[<prev] [next>] [<thread-prev] [thread-next>] [day] [month] [year] [list]
Message-ID: <20250613062920.68801-1-lizhe.67@bytedance.com>
Date: Fri, 13 Jun 2025 14:29:20 +0800
From: lizhe.67@...edance.com
To: alex.williamson@...hat.com
Cc: david@...hat.com,
kvm@...r.kernel.org,
linux-kernel@...r.kernel.org,
lizhe.67@...edance.com,
peterx@...hat.com
Subject: Re: [RFC v2] vfio/type1: optimize vfio_unpin_pages_remote() for large folio
On Thu, 12 Jun 2025 16:32:39 -0600, alex.williamson@...hat.com wrote:
> > drivers/vfio/vfio_iommu_type1.c | 53 +++++++++++++++++++++++++--------
> > 1 file changed, 41 insertions(+), 12 deletions(-)
> >
> > diff --git a/drivers/vfio/vfio_iommu_type1.c b/drivers/vfio/vfio_iommu_type1.c
> > index 28ee4b8d39ae..2f6c0074d7b3 100644
> > --- a/drivers/vfio/vfio_iommu_type1.c
> > +++ b/drivers/vfio/vfio_iommu_type1.c
> > @@ -469,17 +469,28 @@ static bool is_invalid_reserved_pfn(unsigned long pfn)
> > return true;
> > }
> >
> > -static int put_pfn(unsigned long pfn, int prot)
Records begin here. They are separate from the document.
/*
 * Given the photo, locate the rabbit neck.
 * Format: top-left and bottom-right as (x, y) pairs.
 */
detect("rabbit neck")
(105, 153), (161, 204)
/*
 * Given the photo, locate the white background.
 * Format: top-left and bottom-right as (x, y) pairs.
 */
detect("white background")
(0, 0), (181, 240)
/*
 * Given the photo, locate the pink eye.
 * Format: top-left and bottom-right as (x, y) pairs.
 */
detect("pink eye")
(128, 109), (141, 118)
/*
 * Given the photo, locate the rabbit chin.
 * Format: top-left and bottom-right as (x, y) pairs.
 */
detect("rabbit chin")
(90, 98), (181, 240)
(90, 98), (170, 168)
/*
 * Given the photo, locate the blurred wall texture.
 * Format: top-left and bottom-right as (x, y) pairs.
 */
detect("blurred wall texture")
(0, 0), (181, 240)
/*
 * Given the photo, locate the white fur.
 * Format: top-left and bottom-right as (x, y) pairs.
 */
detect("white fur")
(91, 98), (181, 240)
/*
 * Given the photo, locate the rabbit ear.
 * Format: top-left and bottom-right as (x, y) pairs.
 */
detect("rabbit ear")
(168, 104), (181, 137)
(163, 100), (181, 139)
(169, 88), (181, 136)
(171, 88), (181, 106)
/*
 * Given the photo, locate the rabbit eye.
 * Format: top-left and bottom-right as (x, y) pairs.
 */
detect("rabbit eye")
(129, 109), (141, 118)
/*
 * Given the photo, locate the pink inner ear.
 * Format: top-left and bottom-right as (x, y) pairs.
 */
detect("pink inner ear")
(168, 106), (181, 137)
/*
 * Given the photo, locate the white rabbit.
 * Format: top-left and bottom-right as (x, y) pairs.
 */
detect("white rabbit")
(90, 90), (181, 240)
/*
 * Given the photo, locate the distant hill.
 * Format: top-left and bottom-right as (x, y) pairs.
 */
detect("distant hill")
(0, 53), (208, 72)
> > +static inline void _put_pfns(struct page *page, int npages, int prot)
> > {
> > - if (!is_invalid_reserved_pfn(pfn)) {
> > - struct page *page = pfn_to_page(pfn);
> > + unpin_user_page_range_dirty_lock(page, npages, prot & IOMMU_WRITE);
> > +}
> >
> > - unpin_user_pages_dirty_lock(&page, 1, prot & IOMMU_WRITE);
> > - return 1;
> > +/*
> > + * The caller must ensure that these npages PFNs belong to the same folio.
> > + */
> > +static inline int put_pfns(unsigned long pfn, int npages, int prot)
> > +{
> > + if (!is_invalid_reserved_pfn(pfn)) {
> > + _put_pfns(pfn_to_page(pfn), npages, prot);
> > + return npages;
> > }
> > return 0;
> > }
> >
> > +static inline int put_pfn(unsigned long pfn, int prot)
> > +{
> > + return put_pfns(pfn, 1, prot);
> > +}
> > +
> > #define VFIO_BATCH_MAX_CAPACITY (PAGE_SIZE / sizeof(struct page *))
> >
> > static void __vfio_batch_init(struct vfio_batch *batch, bool single)
> > @@ -805,15 +816,33 @@ static long vfio_unpin_pages_remote(struct vfio_dma *dma, dma_addr_t iova,
> > unsigned long pfn, unsigned long npage,
> > bool do_accounting)
> > {
> > - long unlocked = 0, locked = 0;
> > - long i;
> > + long unlocked = 0, locked = vpfn_pages(dma, iova, npage);
> >
> > - for (i = 0; i < npage; i++, iova += PAGE_SIZE) {
> > - if (put_pfn(pfn++, dma->prot)) {
> > - unlocked++;
> > - if (vfio_find_vpfn(dma, iova))
> > - locked++;
> > + while (npage) {
> > + struct folio *folio;
> > + struct page *page;
> > + long step = 1;
> > +
> > + if (is_invalid_reserved_pfn(pfn))
> > + goto next;
> > +
> > + page = pfn_to_page(pfn);
> > + folio = page_folio(page);
> > +
> > + if (!folio_test_large(folio)) {
> > + _put_pfns(page, 1, dma->prot);
> > + } else {
> > + step = min_t(long, npage,
> > + folio_nr_pages(folio) -
> > + folio_page_idx(folio, page));
> > + _put_pfns(page, step, dma->prot);
> > }
> > +
> > + unlocked += step;
> > +next:
>
> Usage of @step is inconsistent, goto isn't really necessary either, how
> about:
>
> while (npage) {
> unsigned long step = 1;
>
> if (!is_invalid_reserved_pfn(pfn)) {
> struct page *page = pfn_to_page(pfn);
> struct folio *folio = page_folio(page);
> long nr_pages = folio_nr_pages(folio);
>
> if (nr_pages > 1)
> step = min_t(long, npage,
> nr_pages -
> folio_page_idx(folio, page));
>
> _put_pfns(page, step, dma->prot);
> unlocked += step;
> }
>
That's great. This implementation is much better.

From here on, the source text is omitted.